レベル1『女性洗脳』を『地道』に訓練して下克上します

ハカドルサボル

第1話 レベル1『女性洗脳』

 12歳で開花する才能『超能力』。10人に1人の割合で超能力者になる。


 日本は、超能力者を制御する都市、いわゆる超能力都市に高校生を送り込む。


 15歳から20歳までの間に開花する超能力。18歳から2年間をお国のため働かされる。そして、20歳を過ぎたころには能力は散る。


 元超能力者は天下りをして大企業の社長になるのがほとんど。それほど超能力者というのは重宝される。


 そして、12歳でレベル1の『女性洗脳』を得た青野海人は疑問符を口にする。


「最低な能力だな!?」


 女性洗脳は一人の女性をターゲットに、1時間だけ言いなりにできる能力。主な使用用途は好きな子を好き放題にするぐらいで、中学生の間は能力制御を受ける。が、海人は中学校で女子から猛烈に嫌われてしまう。当たり前だ。超能力者は10人に1人の割合で、ただでさえ奇異の目で見られる。プラス海人は、女性を自由にできる女性洗脳。中学校の3年間は誰一人、女子は近づいてこないと約束されたも同然。


 だったけれども。海人は家族以外で女性洗脳を隠した。だって、イジメられるのは明白だったから。


 レベル1の海人は下剋上を誓う。特に、高校生になれば自動的に送られる超能力都市の通称、超都市での生活が待っている。


 幼なじみの飛行空は『武士道』という超能力を手に入れた。彼女は剣道部で、剣を操る能力はぴったり。


 レベルは2。けっして高いとは言えないが、今後3年間の訓練でレベルは3や4になる可能性が高い。ちなみに最高峰のレベル5はこの世に7人しか生まれないと言われていて、約30万人の高校生の中で、7人の超人(レベル5)と呼ばれる。


「空。一緒に訓練しよう。僕の超能力は『女性強化』のレベル1だ」


 海人は嘘をついた。空は大事な幼なじみ。けっして嫌われたくない。


「うん。頑張ろう」


 こうして海人と空の秘密の特訓はスタートした。中学の授業の終わりに、毎日1時間だけ『女性洗脳』をして、『武士道』を鍛える。洗脳は人形を糸を操るように、頭でイメージすることで簡単にできた。なおエッチな展開はNG。海人は可哀そうなのはぬけないのだ。仮に、高校生になって性格の悪い女子が出てきたら『女性洗脳』を悪用しようと考えた。
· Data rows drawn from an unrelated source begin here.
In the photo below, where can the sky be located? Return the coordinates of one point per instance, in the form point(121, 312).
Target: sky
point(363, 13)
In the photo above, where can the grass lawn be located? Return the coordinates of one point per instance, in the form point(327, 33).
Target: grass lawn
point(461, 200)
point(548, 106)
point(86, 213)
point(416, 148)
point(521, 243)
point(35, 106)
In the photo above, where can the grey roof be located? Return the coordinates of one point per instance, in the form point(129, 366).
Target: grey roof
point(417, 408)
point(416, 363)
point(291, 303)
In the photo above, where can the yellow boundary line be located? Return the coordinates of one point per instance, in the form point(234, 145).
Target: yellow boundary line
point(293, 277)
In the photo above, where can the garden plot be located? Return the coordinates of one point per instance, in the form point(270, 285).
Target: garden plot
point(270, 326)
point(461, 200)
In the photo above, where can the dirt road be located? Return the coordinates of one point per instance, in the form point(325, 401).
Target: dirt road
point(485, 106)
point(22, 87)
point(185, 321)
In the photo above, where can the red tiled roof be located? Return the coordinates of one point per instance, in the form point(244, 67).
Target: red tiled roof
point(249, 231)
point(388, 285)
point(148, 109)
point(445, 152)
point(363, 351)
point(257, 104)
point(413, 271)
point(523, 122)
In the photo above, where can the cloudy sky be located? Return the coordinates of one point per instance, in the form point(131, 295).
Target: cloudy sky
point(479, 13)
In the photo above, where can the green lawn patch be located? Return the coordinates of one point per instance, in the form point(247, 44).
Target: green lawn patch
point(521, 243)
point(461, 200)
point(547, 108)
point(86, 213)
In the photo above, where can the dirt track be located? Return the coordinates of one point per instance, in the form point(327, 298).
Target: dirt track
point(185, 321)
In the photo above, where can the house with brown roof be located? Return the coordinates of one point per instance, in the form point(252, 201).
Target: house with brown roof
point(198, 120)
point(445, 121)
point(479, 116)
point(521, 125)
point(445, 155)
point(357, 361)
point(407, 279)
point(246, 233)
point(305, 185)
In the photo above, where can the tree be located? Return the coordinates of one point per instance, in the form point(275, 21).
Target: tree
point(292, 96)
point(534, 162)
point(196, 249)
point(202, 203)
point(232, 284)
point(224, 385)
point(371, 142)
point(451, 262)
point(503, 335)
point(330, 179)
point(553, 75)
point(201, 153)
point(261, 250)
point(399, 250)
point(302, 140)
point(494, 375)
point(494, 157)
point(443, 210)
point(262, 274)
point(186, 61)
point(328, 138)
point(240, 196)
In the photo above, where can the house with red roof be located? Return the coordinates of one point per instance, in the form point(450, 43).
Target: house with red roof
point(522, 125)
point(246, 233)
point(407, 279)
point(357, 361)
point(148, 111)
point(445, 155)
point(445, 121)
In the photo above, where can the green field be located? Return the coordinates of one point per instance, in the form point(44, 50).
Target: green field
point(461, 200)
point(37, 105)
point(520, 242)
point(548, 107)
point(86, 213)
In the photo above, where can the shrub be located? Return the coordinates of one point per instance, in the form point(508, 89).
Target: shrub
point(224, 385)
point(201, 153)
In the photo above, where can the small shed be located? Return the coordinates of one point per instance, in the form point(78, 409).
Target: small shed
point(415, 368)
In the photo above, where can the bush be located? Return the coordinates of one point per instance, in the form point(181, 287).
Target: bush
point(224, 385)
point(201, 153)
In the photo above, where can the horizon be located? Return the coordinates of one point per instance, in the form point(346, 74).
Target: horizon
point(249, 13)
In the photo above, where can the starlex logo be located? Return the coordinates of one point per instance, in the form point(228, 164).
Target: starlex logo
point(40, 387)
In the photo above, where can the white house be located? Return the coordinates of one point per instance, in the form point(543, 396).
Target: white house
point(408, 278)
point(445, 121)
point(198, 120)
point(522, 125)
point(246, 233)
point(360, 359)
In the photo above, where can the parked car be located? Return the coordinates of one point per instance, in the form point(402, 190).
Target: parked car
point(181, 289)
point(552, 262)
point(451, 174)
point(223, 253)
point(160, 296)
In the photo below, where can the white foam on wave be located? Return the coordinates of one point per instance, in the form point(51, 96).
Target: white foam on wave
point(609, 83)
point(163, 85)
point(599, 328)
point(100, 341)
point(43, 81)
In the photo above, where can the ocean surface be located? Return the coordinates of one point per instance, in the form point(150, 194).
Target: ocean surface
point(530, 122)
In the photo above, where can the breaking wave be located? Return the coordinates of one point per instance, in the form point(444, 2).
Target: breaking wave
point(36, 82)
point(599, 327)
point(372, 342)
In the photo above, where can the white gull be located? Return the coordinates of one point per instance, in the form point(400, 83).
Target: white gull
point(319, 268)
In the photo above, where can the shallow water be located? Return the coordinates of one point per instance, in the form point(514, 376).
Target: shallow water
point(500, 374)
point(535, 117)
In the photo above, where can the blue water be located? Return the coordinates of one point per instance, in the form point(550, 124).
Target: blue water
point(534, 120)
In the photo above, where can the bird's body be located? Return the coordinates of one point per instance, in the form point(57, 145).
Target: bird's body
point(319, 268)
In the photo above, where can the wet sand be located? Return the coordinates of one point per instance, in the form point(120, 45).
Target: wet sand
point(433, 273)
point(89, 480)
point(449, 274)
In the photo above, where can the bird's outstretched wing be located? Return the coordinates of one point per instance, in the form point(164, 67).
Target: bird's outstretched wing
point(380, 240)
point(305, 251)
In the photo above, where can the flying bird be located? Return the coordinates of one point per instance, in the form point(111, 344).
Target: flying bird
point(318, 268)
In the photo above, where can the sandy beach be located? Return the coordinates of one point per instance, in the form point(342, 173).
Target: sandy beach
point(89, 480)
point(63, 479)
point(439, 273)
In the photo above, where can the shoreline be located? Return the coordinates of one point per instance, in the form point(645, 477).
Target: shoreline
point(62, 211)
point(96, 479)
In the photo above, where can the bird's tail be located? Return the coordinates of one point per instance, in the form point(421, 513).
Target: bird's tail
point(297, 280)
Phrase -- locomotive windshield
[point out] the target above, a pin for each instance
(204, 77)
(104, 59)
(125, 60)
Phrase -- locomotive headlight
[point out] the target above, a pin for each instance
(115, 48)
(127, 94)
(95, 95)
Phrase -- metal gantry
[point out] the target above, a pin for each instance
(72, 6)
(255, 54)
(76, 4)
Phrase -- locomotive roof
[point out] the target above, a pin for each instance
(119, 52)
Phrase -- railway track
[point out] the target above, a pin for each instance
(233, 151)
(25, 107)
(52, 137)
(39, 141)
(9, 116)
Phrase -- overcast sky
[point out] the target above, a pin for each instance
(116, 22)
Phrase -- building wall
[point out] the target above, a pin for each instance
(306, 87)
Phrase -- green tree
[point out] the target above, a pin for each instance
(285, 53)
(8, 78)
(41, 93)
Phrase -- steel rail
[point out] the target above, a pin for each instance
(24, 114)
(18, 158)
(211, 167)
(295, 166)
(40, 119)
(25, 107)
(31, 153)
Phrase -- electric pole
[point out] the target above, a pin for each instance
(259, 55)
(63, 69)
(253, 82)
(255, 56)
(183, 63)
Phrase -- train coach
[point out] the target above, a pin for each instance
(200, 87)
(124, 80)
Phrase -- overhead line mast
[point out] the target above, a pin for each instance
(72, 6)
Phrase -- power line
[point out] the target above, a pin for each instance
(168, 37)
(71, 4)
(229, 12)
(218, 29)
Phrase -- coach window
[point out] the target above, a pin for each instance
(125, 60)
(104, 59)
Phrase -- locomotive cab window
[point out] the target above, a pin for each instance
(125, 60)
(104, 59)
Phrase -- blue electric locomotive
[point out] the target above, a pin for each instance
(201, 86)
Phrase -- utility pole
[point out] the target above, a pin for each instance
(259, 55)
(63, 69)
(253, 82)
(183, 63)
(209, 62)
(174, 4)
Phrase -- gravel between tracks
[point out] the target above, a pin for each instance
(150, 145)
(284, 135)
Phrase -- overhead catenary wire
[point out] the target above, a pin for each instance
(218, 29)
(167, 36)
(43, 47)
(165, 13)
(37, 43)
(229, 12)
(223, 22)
 飛行空は大事な幼なじみ。彼女を好き勝手するのは海人の正義感が許さない。


 訓練は『地道』に毎日続いた。3年間の秘密特訓のおかげで、海人は『女性洗脳』をレベル4にまで上げて、空は『武士道』をレベル3までに上げた。しかし、海人は周囲の人に『女性強化』レベル3だと偽った。


 レベル3は超能力者の近似値。平均の50になる。なので、レベル1からレベル3までは誰でも超能力のレベル上げができる。そして、高校生の間にレベル4を目指すのが普通。
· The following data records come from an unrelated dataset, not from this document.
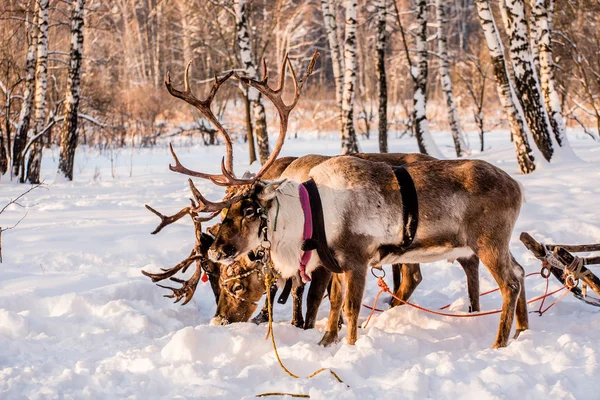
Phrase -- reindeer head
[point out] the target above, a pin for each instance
(241, 229)
(242, 286)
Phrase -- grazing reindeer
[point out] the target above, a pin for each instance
(247, 278)
(466, 208)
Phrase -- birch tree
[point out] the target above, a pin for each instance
(25, 113)
(381, 10)
(348, 134)
(505, 89)
(526, 84)
(419, 75)
(249, 66)
(68, 140)
(542, 16)
(34, 163)
(460, 145)
(330, 23)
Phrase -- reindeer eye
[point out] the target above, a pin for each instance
(238, 288)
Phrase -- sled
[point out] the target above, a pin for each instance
(570, 270)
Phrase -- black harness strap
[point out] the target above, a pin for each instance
(319, 239)
(286, 292)
(410, 205)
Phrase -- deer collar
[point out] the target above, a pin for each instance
(410, 206)
(314, 230)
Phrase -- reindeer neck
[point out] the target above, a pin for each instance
(285, 229)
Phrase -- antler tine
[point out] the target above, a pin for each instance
(275, 96)
(208, 206)
(168, 220)
(204, 107)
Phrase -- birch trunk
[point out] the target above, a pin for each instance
(68, 139)
(506, 93)
(331, 29)
(25, 113)
(34, 163)
(542, 10)
(419, 75)
(247, 58)
(348, 134)
(460, 145)
(381, 76)
(526, 84)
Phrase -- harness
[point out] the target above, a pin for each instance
(238, 276)
(314, 226)
(314, 230)
(410, 206)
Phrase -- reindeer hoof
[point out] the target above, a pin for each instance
(328, 339)
(260, 319)
(298, 323)
(518, 332)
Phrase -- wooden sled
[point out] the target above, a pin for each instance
(570, 270)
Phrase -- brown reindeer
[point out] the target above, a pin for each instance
(465, 208)
(243, 289)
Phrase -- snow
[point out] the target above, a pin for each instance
(78, 320)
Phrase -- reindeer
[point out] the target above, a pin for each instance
(466, 208)
(248, 278)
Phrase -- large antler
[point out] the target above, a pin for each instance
(275, 96)
(204, 107)
(227, 178)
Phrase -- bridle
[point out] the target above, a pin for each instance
(242, 275)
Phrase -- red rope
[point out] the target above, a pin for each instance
(384, 288)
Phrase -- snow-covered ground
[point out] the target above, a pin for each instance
(78, 320)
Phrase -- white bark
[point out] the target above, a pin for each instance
(41, 86)
(419, 75)
(542, 10)
(22, 128)
(526, 84)
(348, 134)
(330, 22)
(247, 59)
(460, 145)
(505, 89)
(380, 6)
(68, 140)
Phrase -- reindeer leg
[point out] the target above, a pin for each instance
(321, 278)
(471, 267)
(297, 294)
(263, 315)
(355, 282)
(522, 315)
(499, 263)
(336, 297)
(411, 277)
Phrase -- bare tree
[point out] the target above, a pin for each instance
(526, 84)
(34, 163)
(419, 75)
(348, 134)
(27, 103)
(542, 14)
(331, 29)
(249, 65)
(505, 90)
(68, 141)
(381, 9)
(460, 145)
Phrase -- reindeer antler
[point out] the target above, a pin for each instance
(204, 107)
(227, 177)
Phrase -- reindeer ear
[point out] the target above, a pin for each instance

 海人は『女性洗脳』レベル4を『女性強化』レベル3と隠して、3年間、空の意識がなくなるのを『強化』による影響だと説明した。家族と研究者に隠したかいあって、海人の3年間は平穏無事に終わった。ただし、毎日の『地道』な秘密特訓によって、海人はついに彼女をゲットすることは叶わなかった。
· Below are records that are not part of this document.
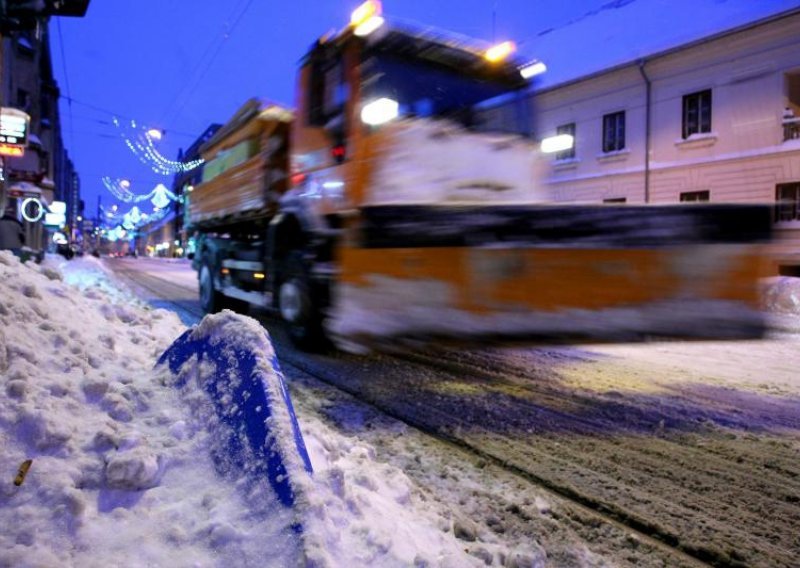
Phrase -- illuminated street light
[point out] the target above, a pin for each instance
(557, 143)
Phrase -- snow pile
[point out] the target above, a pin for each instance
(781, 294)
(121, 470)
(421, 162)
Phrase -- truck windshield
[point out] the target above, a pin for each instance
(428, 91)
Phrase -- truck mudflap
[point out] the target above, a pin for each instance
(567, 272)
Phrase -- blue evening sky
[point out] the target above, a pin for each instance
(180, 65)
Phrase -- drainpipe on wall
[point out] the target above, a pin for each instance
(647, 129)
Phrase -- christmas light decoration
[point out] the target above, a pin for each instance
(160, 196)
(140, 142)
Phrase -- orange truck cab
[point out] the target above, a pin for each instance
(412, 206)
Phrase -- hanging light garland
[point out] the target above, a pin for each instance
(160, 196)
(131, 220)
(140, 142)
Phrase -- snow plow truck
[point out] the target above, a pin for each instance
(388, 204)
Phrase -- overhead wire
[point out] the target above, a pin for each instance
(188, 91)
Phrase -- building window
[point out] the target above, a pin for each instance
(614, 132)
(787, 198)
(569, 153)
(697, 113)
(695, 196)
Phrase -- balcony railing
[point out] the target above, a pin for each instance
(791, 128)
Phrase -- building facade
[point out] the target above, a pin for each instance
(713, 120)
(45, 172)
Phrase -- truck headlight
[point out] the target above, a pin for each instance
(379, 111)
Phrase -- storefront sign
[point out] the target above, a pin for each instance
(32, 209)
(14, 127)
(11, 150)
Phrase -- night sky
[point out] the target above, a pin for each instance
(180, 65)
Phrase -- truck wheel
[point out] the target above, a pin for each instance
(210, 299)
(213, 301)
(298, 307)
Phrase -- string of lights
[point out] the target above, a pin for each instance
(140, 142)
(160, 196)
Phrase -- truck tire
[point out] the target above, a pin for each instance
(213, 301)
(298, 307)
(210, 298)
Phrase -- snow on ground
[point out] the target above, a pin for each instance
(120, 471)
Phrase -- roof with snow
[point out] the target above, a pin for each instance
(621, 32)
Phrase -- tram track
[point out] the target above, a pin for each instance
(592, 458)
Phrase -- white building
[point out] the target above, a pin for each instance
(711, 119)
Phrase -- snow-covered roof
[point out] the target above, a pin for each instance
(621, 32)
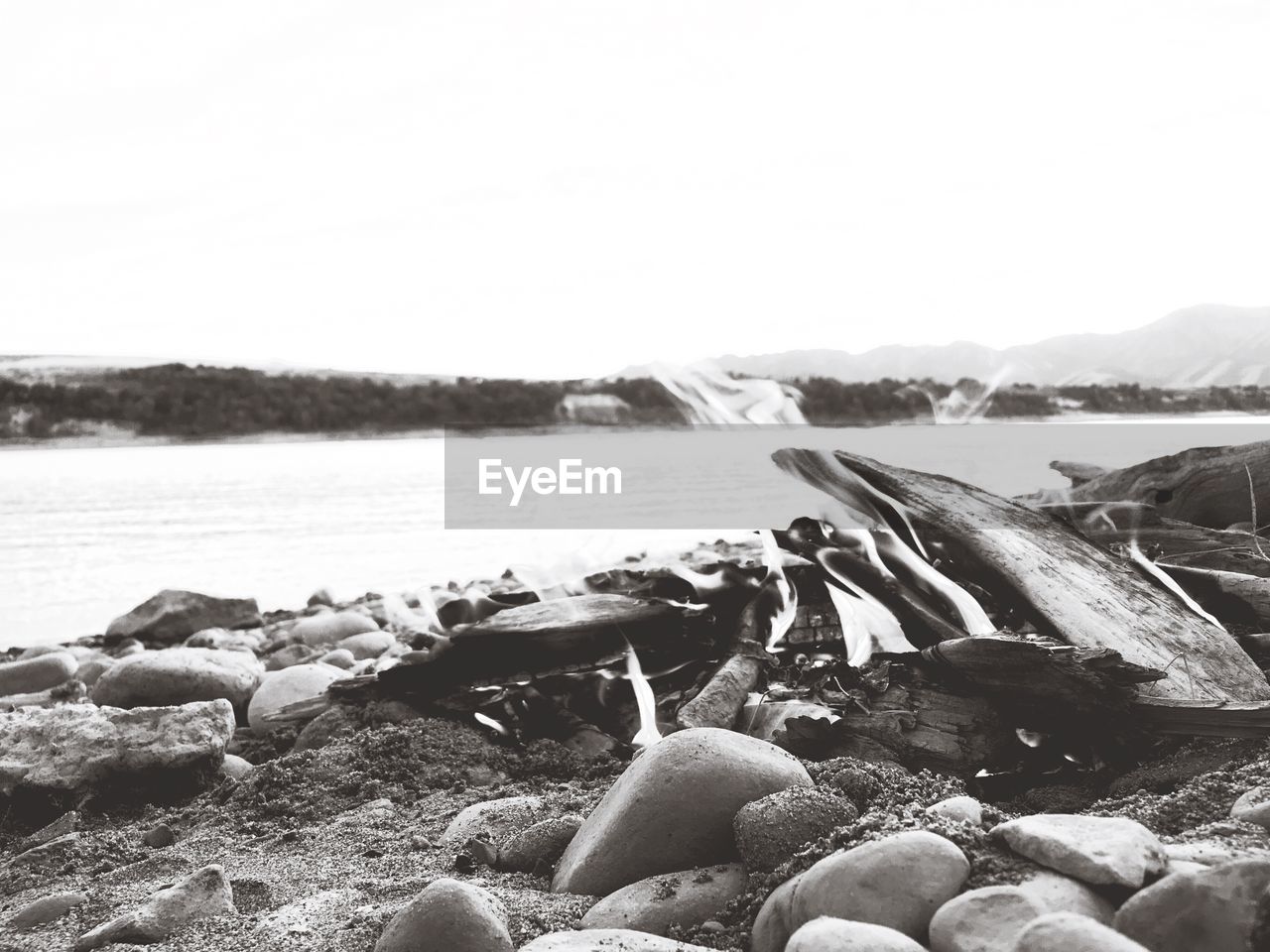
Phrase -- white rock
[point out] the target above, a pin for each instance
(39, 673)
(1062, 893)
(983, 920)
(1098, 849)
(1252, 806)
(178, 675)
(608, 941)
(1069, 932)
(658, 902)
(898, 881)
(674, 809)
(73, 747)
(829, 934)
(197, 896)
(493, 819)
(449, 915)
(300, 682)
(370, 644)
(324, 630)
(961, 809)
「まあ、心配ない。高校生になって超都市に上京して嫌な女に出会えば、強引に彼女にしてみせる。ふっふっふ」


 レベル4『女性洗脳』の海人の冒険は高校生からスタートする。


 隣には、同じ中学卒業の飛行空がレベル3『武士道』を携えて、竹刀を持ちながら連いてくる。


 超都市に行けば真剣の開放だ。攻撃力はさらに上がること間違いなし。


 高校一年生。15歳。青野海人は東京の隣にある都市。超能力都市に足を踏み入れた。


「海人。『安全装置』は大丈夫?」


「ああ、空。『安全装置』を発動するぞ」


 すると、二人の周囲にシールドが張られる。『安全装置』は治安の悪い超都市における防護服。致死量のダメージを受けると、自動的にダメージを肩代わりしてくれるシールドが展開する。


 すり傷や切り傷などの軽傷は見逃すが、大事な武力である超能力者を失いたくない政府の措置である。


 電車で超都市に入った瞬間。社内の10人足らずの新学期を迎える高校生を迎えたのは強盗だった。


 両方の窓が割れて超能力者の先輩? が無礼講する


「ヒャッハー。新入生の諸君。超都市にようこそ。悪いが……」


 リーダー格のドレッドヘアの2年生が合図する。